Culture & Cuisine

Explore a range of experiences in the indigenous arts, from food and plant preparation and use to beadwork, drummaking, flutemaking and more.

= Native American Arts

Seeds of Glass: Native Beadwork as Surface Design

Joe Baker

June 22-24
Three-day session

Learn to execute the two-needle appliqué stitch to create beadwork that can be attached to any garment as surface design. Explore different approaches to using beadwork for self-expression as Joe details his own methods for thinking of beadwork like painting, based in composition and color. Enjoy the meditative, stillness of creating beadwork, inspired by Joe’s Delaware heritage, inspiration and knowledge. Explore historic examples of American Indian beadwork and discuss various techniques as illustrated by such examples.

This intensive three-day workshop requires long periods of concentration and focus. This workshop will focus on using beadwork as surface design, it is not a jewelry workshop. For a sample of Joe’s work and approach, visit

Skill level: All levels

Tuition: $495

Lab Fee: $35, includes brads, thread, wax, canvas, paper for patterns; you may be asked to purchase and bring additional materials.

Materials List: Download here.

Enrollment limited to 10 students

Joe Baker (Delaware Tribe of Indians), is an artist, educator, curator and executive director, Palos Verdes Art Center.
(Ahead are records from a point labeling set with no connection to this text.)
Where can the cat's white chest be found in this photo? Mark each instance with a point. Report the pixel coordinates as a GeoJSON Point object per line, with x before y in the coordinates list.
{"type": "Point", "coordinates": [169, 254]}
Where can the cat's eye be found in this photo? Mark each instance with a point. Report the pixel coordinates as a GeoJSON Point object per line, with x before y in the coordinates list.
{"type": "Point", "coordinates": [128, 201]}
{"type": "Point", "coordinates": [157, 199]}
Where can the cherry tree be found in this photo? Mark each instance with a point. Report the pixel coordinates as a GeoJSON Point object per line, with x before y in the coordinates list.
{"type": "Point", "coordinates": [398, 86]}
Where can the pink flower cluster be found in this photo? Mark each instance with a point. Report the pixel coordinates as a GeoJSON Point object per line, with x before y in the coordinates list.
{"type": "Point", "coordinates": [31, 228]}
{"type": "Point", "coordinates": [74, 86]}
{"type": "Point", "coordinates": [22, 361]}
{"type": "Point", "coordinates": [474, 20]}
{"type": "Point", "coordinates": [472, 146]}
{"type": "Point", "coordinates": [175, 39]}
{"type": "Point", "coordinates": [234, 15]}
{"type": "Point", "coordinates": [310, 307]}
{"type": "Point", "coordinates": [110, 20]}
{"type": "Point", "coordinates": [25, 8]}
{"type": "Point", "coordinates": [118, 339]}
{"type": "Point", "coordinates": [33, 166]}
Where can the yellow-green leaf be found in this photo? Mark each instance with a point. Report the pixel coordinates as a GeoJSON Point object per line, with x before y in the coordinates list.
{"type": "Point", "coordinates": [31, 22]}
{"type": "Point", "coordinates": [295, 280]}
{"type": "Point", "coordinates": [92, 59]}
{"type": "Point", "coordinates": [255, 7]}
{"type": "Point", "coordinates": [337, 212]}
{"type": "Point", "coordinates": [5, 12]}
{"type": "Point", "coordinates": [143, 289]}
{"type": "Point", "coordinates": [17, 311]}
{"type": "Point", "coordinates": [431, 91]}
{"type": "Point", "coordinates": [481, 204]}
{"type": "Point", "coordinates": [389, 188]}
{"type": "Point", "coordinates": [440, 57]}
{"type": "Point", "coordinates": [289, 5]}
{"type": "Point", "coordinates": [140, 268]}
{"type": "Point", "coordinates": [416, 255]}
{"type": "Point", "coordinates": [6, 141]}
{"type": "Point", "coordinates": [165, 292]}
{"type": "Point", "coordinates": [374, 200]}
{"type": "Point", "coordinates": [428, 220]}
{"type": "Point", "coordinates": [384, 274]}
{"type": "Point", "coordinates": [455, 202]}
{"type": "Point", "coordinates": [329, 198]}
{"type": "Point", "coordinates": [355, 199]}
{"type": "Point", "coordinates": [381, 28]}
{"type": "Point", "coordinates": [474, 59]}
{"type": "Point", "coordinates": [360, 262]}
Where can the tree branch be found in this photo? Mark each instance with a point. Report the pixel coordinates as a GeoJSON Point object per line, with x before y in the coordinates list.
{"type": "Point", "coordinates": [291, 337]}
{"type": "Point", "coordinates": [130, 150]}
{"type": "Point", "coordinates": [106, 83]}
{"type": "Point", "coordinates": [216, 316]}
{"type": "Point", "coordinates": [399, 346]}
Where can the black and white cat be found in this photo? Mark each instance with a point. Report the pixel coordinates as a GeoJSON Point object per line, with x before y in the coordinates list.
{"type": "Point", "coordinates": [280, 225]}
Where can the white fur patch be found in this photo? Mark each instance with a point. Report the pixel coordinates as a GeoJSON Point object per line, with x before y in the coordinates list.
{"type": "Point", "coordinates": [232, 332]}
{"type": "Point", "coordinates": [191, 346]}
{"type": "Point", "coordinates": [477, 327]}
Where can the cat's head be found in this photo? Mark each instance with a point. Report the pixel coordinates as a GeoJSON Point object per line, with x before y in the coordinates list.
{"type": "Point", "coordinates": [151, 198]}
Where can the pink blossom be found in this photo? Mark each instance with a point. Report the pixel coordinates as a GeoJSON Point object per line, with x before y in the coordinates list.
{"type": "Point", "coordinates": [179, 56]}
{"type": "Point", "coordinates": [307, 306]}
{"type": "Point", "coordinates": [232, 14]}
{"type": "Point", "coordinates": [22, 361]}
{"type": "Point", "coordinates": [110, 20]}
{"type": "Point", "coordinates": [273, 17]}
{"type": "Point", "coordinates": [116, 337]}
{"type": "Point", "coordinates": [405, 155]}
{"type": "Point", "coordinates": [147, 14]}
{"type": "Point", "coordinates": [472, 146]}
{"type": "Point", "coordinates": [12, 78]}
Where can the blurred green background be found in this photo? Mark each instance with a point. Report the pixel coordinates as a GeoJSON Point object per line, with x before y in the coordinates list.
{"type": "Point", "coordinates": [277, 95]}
He is co-founder/executive director of Lenape Center, ltd, NY, and has served as curator of fine art at the Heard Museum, in addition to various faculty appointments. Joe has received many awards, including the Virginia Piper Charitable Trust Fellows Award, the Scottsdale Museum of Contemporary Art’s Contemporary Catalyst Award, Smithsonian’s National Museum of the American Indian Design Award, ASU Presidential Medal, and Joan Mitchell Foundation Award in Painting. He holds a BFA and MFA from the University of Tulsa and completed postgraduate study at Harvard University.

Native American Flute Making

Marvin & Jonette Yazzie, Ernest Siva

June 22–25
Intermediate: 4-day session (Thurs.-Sun.)
June 23–25
Beginners: 3-day session (Fri.-Sun.)

Construct and decorate your own six-hole flute under the guidance of an experienced Navajo flute maker. Learn the history of flutes as well as how to handle and care for your newly created instrument. During the course, ethnomusicologist Ernest Siva will teach the basics of flute playing and you will receive a music booklet.

Beginners: Learn to use Utah blue spruce or western red cedar for the flute body, then carve, shape, oil, tune and decorate your flute. Flutes will be tuned using the Pentatonic scale, and you will choose the key, from F to A.

Intermediate: If you previously have taken class from the Yazzies, you will make a flute from a bison horn. You will make a “grandfather” tuned flute. You should have time to ‘get away’ on campus to be still, listen, become one with nature and work on learning to play your new flute. You will be given the music for “Buffalo Prayer Song” and instruction on how to play it.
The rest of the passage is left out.